Esta lenda, obviamente, tem um forte apelo cristão, com a idéia do diabo X crucifixo e,com certeza, faz referência a adaptações. Existem divergências de idéias entre os historiadores quanto à origem do costume das abóboras: uns atribuem aos Irlandeses e outros aos escoceses. Ao que parece, estas lanternas eram feitas como forma de proteção, a fim de afastar maus espíritos que poderiam se aproximar neste período. Além disto, a princípio, seriam feitas de nabos, passando a abóboras quando o costume chegou na América, onde haviam muitas abóboras.
obs: ainda bem que viraram abóboras, pois estes nabos, realmente dão medo... 

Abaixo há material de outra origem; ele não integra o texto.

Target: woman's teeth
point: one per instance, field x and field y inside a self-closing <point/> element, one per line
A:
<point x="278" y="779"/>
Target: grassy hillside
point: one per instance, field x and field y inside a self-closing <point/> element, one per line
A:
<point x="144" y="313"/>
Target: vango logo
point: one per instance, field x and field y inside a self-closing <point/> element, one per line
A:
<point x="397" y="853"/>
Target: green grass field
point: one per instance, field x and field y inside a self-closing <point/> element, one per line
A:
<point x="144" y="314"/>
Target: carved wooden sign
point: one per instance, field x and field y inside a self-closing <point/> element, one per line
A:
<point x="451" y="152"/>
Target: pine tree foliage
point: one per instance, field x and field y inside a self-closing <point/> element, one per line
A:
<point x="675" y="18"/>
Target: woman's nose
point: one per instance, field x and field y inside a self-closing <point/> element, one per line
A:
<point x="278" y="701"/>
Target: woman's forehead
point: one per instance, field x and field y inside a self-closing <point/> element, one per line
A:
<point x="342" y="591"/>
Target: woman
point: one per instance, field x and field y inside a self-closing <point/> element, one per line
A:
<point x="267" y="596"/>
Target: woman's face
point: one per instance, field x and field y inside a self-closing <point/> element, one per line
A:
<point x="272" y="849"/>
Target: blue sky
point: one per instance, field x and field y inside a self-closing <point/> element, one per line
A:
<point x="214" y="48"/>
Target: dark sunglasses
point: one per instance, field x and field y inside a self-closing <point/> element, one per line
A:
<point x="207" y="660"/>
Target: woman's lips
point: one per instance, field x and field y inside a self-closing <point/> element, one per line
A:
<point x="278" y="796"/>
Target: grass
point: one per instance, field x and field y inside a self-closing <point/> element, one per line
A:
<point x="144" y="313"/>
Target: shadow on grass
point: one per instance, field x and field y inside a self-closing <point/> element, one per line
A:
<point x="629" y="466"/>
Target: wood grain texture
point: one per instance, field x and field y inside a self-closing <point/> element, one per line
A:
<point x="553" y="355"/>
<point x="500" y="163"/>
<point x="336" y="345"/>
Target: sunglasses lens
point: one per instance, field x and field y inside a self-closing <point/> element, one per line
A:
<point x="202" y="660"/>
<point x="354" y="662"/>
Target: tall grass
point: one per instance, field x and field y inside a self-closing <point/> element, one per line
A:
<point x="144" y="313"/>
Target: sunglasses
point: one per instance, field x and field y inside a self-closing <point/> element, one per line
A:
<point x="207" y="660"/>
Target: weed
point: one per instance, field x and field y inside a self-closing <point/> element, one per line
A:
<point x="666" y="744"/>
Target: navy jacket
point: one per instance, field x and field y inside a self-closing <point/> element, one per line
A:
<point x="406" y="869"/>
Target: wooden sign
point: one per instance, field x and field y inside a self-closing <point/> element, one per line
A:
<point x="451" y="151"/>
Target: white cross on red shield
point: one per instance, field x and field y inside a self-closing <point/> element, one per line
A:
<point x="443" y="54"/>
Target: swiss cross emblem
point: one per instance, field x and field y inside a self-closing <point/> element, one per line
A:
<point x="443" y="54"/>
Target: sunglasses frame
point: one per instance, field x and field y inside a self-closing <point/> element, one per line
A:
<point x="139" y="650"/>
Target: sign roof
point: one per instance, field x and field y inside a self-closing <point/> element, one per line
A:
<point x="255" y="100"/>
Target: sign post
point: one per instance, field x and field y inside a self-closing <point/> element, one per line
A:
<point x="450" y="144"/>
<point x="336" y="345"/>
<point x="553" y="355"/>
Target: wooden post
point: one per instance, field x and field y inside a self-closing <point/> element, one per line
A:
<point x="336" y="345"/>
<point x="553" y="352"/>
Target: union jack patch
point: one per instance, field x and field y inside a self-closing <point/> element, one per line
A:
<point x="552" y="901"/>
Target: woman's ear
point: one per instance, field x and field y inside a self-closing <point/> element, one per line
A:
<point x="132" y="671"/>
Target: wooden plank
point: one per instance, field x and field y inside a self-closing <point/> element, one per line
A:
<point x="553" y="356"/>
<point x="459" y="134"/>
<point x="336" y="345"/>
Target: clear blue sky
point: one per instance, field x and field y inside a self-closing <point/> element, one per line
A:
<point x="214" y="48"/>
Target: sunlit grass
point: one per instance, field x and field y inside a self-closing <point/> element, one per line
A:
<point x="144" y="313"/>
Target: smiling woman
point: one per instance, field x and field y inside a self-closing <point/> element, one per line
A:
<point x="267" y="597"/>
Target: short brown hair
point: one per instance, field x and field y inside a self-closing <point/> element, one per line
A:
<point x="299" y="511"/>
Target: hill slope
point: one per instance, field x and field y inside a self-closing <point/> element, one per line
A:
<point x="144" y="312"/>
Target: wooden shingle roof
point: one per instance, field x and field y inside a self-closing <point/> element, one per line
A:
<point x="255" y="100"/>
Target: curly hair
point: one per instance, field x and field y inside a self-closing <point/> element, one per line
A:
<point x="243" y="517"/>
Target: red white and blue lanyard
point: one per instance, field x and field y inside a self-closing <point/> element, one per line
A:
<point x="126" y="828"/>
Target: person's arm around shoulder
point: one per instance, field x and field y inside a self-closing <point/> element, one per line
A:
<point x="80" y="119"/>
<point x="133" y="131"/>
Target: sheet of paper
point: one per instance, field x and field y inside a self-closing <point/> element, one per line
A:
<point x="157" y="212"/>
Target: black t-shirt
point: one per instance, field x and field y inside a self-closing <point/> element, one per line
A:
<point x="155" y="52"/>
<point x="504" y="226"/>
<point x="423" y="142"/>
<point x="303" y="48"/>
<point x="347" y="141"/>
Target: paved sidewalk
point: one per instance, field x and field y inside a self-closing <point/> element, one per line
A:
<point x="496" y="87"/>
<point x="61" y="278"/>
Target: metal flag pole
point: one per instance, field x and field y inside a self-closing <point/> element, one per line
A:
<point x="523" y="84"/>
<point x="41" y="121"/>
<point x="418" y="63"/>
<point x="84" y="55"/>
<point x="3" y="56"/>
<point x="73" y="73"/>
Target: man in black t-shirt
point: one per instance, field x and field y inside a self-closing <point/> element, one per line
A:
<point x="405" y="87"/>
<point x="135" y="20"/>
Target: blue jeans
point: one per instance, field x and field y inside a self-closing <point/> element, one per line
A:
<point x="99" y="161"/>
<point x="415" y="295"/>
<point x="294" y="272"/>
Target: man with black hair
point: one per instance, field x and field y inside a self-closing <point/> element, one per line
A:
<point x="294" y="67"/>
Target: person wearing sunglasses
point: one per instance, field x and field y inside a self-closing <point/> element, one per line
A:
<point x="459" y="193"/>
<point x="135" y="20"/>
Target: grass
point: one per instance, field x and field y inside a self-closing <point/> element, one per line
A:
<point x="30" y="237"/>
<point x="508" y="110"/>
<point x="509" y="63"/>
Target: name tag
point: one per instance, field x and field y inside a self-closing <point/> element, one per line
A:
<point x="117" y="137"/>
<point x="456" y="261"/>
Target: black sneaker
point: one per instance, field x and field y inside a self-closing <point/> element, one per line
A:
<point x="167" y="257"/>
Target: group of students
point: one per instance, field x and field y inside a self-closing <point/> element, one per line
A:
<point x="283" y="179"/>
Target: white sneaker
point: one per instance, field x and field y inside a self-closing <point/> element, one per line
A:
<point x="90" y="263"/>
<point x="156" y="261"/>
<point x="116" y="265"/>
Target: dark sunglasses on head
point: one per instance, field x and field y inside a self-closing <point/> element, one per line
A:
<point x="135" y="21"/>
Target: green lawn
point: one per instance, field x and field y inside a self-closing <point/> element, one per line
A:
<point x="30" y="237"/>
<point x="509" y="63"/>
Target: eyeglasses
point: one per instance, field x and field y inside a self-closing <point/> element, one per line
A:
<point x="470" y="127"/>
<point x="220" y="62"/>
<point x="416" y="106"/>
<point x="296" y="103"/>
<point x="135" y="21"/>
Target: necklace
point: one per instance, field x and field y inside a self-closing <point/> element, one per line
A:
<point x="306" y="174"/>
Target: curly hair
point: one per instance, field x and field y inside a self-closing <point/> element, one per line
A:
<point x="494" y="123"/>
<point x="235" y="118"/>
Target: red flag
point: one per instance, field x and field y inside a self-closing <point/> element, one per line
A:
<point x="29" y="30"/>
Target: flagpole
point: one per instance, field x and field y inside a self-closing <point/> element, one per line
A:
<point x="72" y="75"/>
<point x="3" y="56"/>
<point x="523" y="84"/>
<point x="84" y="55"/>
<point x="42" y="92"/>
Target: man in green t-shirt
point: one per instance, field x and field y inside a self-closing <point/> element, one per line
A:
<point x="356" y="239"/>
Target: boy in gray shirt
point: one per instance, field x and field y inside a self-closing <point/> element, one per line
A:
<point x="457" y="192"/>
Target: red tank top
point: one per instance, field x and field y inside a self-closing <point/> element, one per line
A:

(nabo decorado para o tradicional Halloween irlandês do ínício do século XX, exibido no Museu da Vida Rural na Irlanda)
Samhain
31 de outubro no hemisfério Norte - 1º de maio no hemisfério Sul
O Samhaim (pronunica-se sou-in ou sou-ein), é uma das principais celebrações dos antigos Celtas, senão a mais importante. Este período em especial durava de 31 de Outubro e 02 de Novembro e marcava um período onde, com a chegada da escuridão, como era visto por eles (fim do verão e início do período frio)¹, comemorava-se o fim de um ano e início do próximo. Por estar relacionado ao período de escuridão e com a morte do Deus Sol (mais adiante falaremos sobre isto), acreditava-se (e a crença persiste até hoje) que a linha entre o mundo material e os outros mundos se torna mais tênue, assim como a comunicação entre as dimensões está mais favorável.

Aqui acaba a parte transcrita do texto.